The form of the book is bright and witty because not only Péter Nádas, the writer’s literary and philosophical work can be read but also the Nádas, who is an art photographer, can be traced simultaneously. One hundred and sixty photographs of one single pear tree can be seen in the book; he took photos of the pear tree standing in his garden in different times of the year and the day, and the pictures were taken from different angles. The left pages of the book show the pear tree, while on the right pages one can read the text resembling journal entries. This arrangement of the book seems at first sight as if the finiteness of Life served as an interpretation of the infiniteness of Being.
On the surface, the text traps the reader with its seemingly being linear. Temporality of the text is expressed through linearity, but if one regards the work as a synthesis of text and images, one can understand that Nádas challenges the traditional linking of the ineffable to another space and time, to another word or afterlife. The narrative, in contrast to the mere text, consists of words and images. Traditionally, images have been interpreted as icons of intemporality, while texts have been considered being subjected to temporality. The images of the pear tree show the momentary state of Being since they embody continuous change. As the images were taken with different techniques and different periods in time, they mirror the passing of time in its temporality, in infinite change.
The experience of coming to the state of clinical death and returning from it is depicted by Nádas as if one got through the birth canal. The question remains where the “here” and the “over” is, that is, the reader first thinks that he/she reads a usual story of coming to the gate of death, as described by many, who had experienced clinical death and had returned from it. In Nádas’s description the same is done with a significant variation; coming to the gate of death is depicted as if one is delivered to life through the birth canal. Coming to death is described as the process of being born. The totality of Being cannot be comprehended on the conceptual level, brought into existence by language, neither the experiences of the function of the mind. Birth and Death miraculously cohere, since the beginning of something is also the end of something else. Furthermore, there is no Ego but it seems there is, or there does not exist mind as such, however, it exists—there are so many illogical things in the book but Nádas speaks of these with a strong critique keeping a big distance from the most personal experiences of his life and death.
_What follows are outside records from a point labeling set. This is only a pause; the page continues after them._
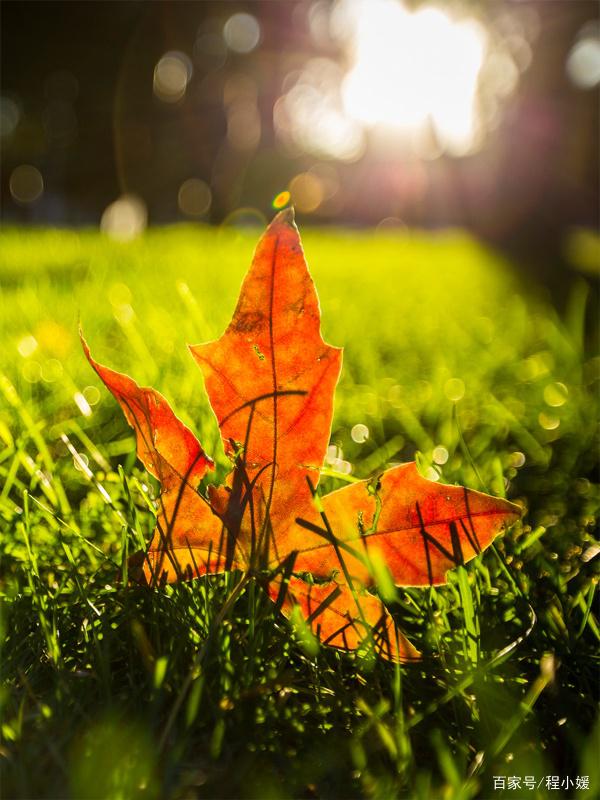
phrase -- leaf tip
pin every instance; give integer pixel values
(285, 217)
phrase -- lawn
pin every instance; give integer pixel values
(448, 360)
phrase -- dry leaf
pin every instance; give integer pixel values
(271, 379)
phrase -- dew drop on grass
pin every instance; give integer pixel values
(517, 459)
(359, 433)
(556, 394)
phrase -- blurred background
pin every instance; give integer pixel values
(389, 113)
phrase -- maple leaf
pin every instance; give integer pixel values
(270, 380)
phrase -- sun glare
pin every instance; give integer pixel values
(414, 70)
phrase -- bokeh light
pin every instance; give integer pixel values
(242, 33)
(171, 76)
(412, 69)
(26, 184)
(583, 62)
(124, 219)
(281, 200)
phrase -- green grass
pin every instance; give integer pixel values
(115, 691)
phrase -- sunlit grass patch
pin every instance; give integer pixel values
(446, 361)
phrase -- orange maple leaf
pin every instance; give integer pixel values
(270, 379)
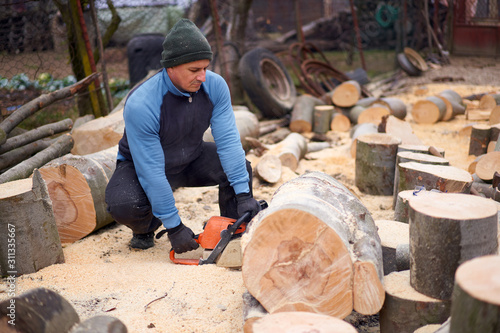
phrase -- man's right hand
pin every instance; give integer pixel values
(182, 239)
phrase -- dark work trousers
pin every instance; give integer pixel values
(128, 204)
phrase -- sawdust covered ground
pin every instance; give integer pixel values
(148, 293)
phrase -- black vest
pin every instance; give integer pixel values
(182, 125)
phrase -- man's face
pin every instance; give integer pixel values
(189, 77)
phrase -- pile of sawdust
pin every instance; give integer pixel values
(149, 293)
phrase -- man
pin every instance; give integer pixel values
(162, 146)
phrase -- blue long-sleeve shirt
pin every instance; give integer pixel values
(146, 139)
It is rather moving how the writer estranges himself from his own experiences and the narration of these, trying to spectate his perception, feelings, and thinking from the viewpoint of somebody else. He does so without any pathos or heroism; his book lacks the usual pathetic prose of the survivor. He speaks even about the doctors who saved his life as if they were craftsmen like a joiner or a locksmith; the cardiologist in the narrative is depicted as a locksmith, who, in his case, does not mend locks but human hearts. Nádas comes the closest to himself, and, at the same time he distances himself a light-century for there is no Self, although there is. He mesmerizes his readers and then he disillusions them—a very similar technique used by Anton Pavlovich Chekhov in his dramas.
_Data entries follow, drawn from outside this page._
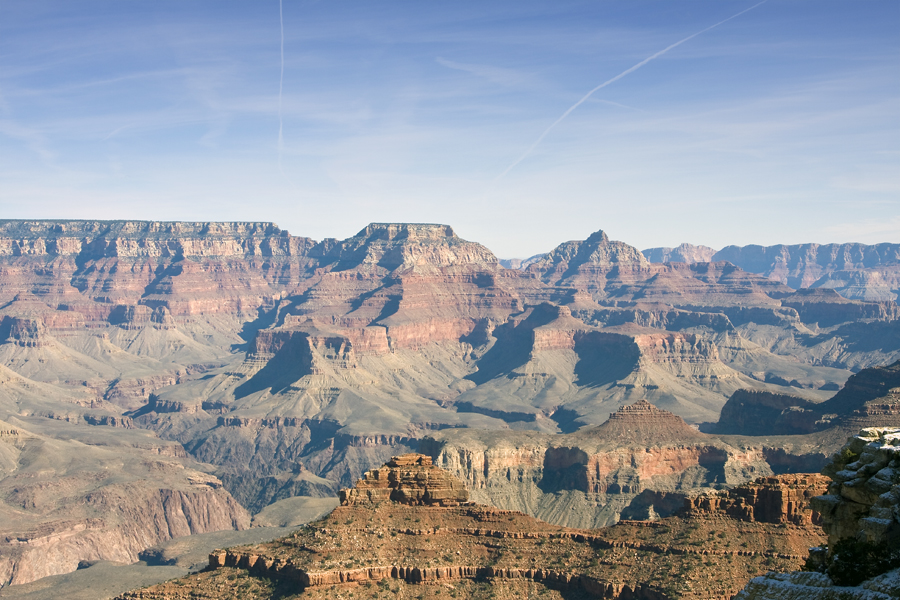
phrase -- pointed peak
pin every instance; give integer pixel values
(411, 231)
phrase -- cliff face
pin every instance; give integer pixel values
(688, 253)
(779, 499)
(869, 398)
(64, 502)
(477, 550)
(590, 478)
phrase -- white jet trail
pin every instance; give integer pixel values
(613, 80)
(281, 84)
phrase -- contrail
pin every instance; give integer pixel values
(281, 84)
(613, 80)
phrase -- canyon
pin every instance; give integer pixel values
(177, 378)
(393, 542)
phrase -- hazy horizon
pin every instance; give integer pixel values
(712, 123)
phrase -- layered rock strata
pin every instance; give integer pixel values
(407, 479)
(862, 507)
(863, 500)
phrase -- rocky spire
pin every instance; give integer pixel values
(407, 479)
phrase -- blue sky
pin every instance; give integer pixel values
(780, 125)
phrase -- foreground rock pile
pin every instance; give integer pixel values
(385, 540)
(861, 514)
(409, 479)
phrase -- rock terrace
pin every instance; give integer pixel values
(408, 479)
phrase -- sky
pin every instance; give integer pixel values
(521, 124)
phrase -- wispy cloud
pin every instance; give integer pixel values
(499, 75)
(613, 80)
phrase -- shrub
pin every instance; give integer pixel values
(852, 562)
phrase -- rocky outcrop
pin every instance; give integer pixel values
(863, 500)
(802, 265)
(361, 544)
(129, 520)
(778, 499)
(407, 479)
(868, 398)
(688, 253)
(627, 466)
(861, 514)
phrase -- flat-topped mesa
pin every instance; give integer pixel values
(407, 479)
(774, 499)
(596, 253)
(96, 239)
(643, 423)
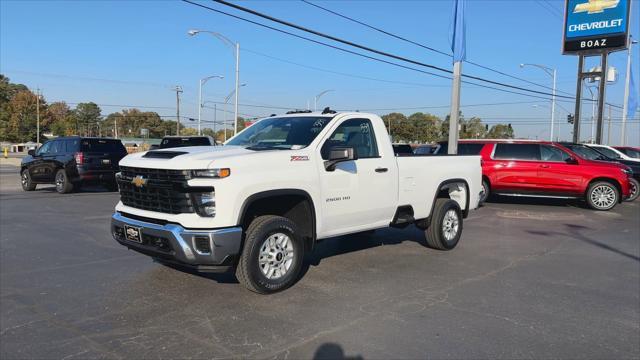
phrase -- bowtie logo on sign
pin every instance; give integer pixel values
(595, 26)
(595, 6)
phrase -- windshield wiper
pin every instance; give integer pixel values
(263, 147)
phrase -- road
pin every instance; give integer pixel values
(532, 279)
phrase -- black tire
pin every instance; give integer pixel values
(486, 191)
(26, 182)
(435, 234)
(63, 185)
(602, 187)
(634, 189)
(250, 272)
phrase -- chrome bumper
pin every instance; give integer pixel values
(203, 250)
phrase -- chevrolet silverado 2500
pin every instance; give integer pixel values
(261, 202)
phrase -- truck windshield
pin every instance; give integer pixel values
(281, 133)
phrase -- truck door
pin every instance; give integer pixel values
(360, 193)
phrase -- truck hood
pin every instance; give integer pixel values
(184, 158)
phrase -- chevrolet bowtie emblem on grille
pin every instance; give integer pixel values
(595, 6)
(139, 181)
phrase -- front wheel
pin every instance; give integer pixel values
(26, 182)
(634, 187)
(272, 256)
(446, 225)
(485, 192)
(602, 195)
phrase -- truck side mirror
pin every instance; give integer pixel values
(338, 154)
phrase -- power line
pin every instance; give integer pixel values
(350, 43)
(422, 45)
(340, 73)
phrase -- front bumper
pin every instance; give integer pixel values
(201, 250)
The photographs in the book are writings (cf. Greek “φωτογραφία” meaning “φῶς, φωτός” as “light” and “γράφω” as “to write”), while his writing is picture-like.
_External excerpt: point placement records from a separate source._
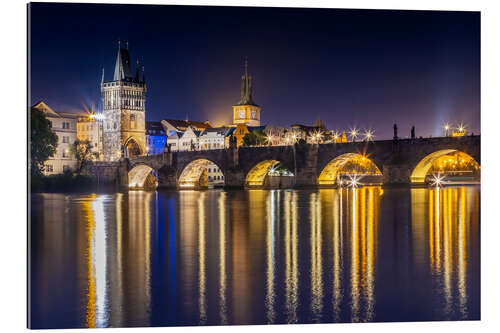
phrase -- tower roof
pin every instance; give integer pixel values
(246, 88)
(122, 66)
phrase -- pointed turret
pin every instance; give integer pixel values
(246, 88)
(122, 65)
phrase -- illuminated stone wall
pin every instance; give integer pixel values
(396, 160)
(124, 117)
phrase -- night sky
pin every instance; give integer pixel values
(363, 68)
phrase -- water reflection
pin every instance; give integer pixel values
(254, 257)
(291, 257)
(449, 233)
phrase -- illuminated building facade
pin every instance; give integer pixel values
(124, 106)
(156, 137)
(246, 111)
(64, 126)
(89, 127)
(172, 125)
(215, 138)
(184, 141)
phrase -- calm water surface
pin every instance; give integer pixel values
(254, 257)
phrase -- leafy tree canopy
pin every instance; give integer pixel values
(43, 141)
(82, 151)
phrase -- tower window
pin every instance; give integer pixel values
(132, 121)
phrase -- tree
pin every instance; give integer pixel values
(82, 151)
(255, 138)
(43, 141)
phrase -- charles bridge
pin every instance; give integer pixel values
(400, 162)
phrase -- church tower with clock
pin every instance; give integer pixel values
(246, 111)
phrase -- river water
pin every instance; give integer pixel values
(254, 257)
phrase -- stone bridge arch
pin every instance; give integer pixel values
(194, 175)
(142, 176)
(256, 162)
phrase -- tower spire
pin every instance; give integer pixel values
(122, 66)
(246, 87)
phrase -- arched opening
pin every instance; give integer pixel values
(269, 173)
(201, 173)
(350, 168)
(132, 148)
(142, 177)
(451, 165)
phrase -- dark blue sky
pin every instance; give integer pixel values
(364, 68)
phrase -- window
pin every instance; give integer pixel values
(132, 121)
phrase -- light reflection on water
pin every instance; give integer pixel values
(254, 257)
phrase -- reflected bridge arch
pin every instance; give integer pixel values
(142, 177)
(350, 164)
(446, 161)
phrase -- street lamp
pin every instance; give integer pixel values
(446, 129)
(354, 134)
(369, 135)
(269, 139)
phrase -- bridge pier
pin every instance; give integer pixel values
(396, 174)
(305, 159)
(167, 177)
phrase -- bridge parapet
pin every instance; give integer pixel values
(396, 159)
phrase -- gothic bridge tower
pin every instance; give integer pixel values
(124, 108)
(246, 111)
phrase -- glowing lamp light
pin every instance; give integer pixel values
(368, 135)
(354, 133)
(353, 181)
(437, 180)
(269, 139)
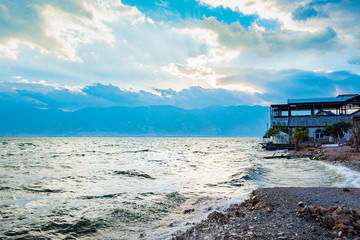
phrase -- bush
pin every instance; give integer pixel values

Is the book hymnal poetry? Or narration? Maybe an epos? Perhaps mysticism or philosophy? While we are trying to argue and be clever, the wise is already over the trap of any discursive concepts. Nádas is wise. His book is written in a rather everyday language without any academic reasoning; however, it is a masterpiece. The reader can see again, what he/she had known also from his other books, more precisely, that he knows everything about the world. Own Death is pure sagacity disguised as a special combination of literature and artistic photography.